The rapid growth of the World Wide Web over the past two decades tremendously changed the way we share, collect, and publish data. Firms, public institutions, and private users provide every imaginable type of information and new channels of communication generate vast amounts of data on human behavior. What was once a fundamental problem for the social sciences—the scarcity and inaccessibility of observations—is quickly turning into an abundance of data. This turn of events does not come without problems. For example, traditional techniques for collecting and analyzing data may no longer suffice to overcome the tangled masses of data. One consequence of the need to make sense of such data has been the inception of “data scientists,” who sift through data and are greatly sought after by researchers and businesses alike.

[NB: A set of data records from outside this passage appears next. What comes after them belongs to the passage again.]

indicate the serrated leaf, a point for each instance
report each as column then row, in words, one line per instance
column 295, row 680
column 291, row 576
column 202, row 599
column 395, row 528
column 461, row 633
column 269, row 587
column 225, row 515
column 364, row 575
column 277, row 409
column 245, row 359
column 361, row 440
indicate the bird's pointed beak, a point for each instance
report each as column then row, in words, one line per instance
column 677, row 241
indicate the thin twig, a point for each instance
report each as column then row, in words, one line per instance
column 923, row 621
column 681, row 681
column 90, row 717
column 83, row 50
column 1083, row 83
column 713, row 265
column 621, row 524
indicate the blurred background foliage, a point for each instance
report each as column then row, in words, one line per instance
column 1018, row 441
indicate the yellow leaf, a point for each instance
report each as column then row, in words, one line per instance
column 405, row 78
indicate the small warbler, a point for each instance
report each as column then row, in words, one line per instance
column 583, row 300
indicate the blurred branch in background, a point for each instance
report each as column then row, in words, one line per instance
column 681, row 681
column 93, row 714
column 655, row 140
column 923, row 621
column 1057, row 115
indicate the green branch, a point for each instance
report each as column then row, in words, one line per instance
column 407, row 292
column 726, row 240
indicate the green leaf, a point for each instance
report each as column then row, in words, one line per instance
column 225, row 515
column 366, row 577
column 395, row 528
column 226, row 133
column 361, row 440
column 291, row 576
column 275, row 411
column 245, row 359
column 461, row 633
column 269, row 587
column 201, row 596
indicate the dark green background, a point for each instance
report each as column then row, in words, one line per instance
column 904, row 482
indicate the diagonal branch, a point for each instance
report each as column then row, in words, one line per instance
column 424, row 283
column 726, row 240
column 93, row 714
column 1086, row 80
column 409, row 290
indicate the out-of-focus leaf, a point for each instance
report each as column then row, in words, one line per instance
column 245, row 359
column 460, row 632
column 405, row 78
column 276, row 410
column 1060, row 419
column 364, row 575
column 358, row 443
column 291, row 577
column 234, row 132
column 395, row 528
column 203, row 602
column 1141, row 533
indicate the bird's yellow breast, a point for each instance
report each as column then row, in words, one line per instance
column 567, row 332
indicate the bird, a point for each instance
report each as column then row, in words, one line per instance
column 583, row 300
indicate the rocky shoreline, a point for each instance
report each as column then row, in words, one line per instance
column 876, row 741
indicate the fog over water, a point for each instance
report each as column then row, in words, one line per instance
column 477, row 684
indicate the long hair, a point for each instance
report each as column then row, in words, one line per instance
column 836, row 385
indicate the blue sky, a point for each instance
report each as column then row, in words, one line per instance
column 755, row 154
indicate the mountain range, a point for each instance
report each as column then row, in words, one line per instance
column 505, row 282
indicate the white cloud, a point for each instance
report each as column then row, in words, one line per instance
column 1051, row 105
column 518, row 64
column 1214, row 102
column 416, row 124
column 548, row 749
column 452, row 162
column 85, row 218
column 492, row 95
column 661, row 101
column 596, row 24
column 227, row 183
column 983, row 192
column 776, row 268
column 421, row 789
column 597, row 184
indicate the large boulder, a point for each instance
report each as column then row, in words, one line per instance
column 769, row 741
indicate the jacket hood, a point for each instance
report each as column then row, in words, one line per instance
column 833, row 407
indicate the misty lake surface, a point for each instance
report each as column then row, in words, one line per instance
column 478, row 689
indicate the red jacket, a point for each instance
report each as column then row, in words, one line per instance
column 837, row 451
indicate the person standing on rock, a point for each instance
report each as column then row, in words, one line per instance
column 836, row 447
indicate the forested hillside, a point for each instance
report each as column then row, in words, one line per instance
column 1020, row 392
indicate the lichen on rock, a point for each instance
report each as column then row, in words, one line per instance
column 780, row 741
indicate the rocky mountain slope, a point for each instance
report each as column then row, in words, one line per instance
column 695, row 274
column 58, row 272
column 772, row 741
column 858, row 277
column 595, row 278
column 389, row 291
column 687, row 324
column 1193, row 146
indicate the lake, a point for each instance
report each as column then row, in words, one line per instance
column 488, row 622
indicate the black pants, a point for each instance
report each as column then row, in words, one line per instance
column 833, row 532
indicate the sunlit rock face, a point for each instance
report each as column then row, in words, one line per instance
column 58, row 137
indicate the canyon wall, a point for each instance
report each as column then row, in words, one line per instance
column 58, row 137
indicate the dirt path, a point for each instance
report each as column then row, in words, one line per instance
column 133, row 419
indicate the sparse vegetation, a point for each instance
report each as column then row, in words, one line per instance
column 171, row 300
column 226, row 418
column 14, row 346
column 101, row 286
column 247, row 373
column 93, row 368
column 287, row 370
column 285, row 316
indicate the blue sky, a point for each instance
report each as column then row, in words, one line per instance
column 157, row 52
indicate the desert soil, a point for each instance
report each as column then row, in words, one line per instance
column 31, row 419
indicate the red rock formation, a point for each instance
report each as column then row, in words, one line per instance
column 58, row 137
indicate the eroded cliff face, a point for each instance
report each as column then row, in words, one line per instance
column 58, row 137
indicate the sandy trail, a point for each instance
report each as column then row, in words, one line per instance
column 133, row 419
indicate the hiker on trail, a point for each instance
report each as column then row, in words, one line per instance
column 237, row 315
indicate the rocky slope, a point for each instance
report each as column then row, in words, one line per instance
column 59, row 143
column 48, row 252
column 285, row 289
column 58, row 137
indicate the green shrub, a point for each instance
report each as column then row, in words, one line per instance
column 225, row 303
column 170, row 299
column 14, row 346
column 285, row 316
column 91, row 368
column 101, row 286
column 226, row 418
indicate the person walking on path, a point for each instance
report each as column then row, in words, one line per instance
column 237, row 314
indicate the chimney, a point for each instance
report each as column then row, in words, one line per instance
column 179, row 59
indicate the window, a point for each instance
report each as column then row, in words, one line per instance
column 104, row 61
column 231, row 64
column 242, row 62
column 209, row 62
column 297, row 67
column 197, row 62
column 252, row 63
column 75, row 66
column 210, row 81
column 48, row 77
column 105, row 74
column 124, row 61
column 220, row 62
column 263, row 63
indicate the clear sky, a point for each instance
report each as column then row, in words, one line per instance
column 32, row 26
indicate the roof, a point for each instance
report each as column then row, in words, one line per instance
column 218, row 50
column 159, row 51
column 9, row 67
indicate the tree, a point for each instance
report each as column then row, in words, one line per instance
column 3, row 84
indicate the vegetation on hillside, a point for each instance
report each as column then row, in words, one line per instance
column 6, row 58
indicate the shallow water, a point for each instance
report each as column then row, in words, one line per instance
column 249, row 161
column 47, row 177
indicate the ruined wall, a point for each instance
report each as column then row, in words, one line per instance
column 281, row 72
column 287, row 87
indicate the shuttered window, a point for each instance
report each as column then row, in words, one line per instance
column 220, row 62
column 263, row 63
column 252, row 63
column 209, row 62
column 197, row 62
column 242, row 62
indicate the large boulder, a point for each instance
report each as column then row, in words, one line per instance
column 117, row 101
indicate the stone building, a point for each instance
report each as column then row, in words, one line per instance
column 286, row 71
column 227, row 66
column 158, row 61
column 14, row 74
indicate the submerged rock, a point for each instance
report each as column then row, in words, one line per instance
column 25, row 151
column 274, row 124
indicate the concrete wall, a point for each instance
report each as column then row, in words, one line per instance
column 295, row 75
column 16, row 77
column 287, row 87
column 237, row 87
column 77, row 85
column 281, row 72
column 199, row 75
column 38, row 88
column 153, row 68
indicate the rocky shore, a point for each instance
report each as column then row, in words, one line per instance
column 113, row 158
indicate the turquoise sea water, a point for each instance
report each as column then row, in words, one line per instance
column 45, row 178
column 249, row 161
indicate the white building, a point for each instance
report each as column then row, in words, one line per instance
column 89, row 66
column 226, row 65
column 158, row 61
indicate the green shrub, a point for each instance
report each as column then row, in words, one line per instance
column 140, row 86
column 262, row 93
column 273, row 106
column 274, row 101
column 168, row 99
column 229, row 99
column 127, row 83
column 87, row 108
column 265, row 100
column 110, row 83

Along with the triumphant entry of the World Wide Web, we have witnessed a second trend, the increasing popularity and power of open-source software like R. For quantitative social scientists, R is among the most important statistical software. It is growing rapidly due to an active community that constantly publishes new packages. Yet, R is more than a free statistics suite. It also incorporates interfaces to many other programming languages and software solutions, thus greatly simplifying work with data from various sources.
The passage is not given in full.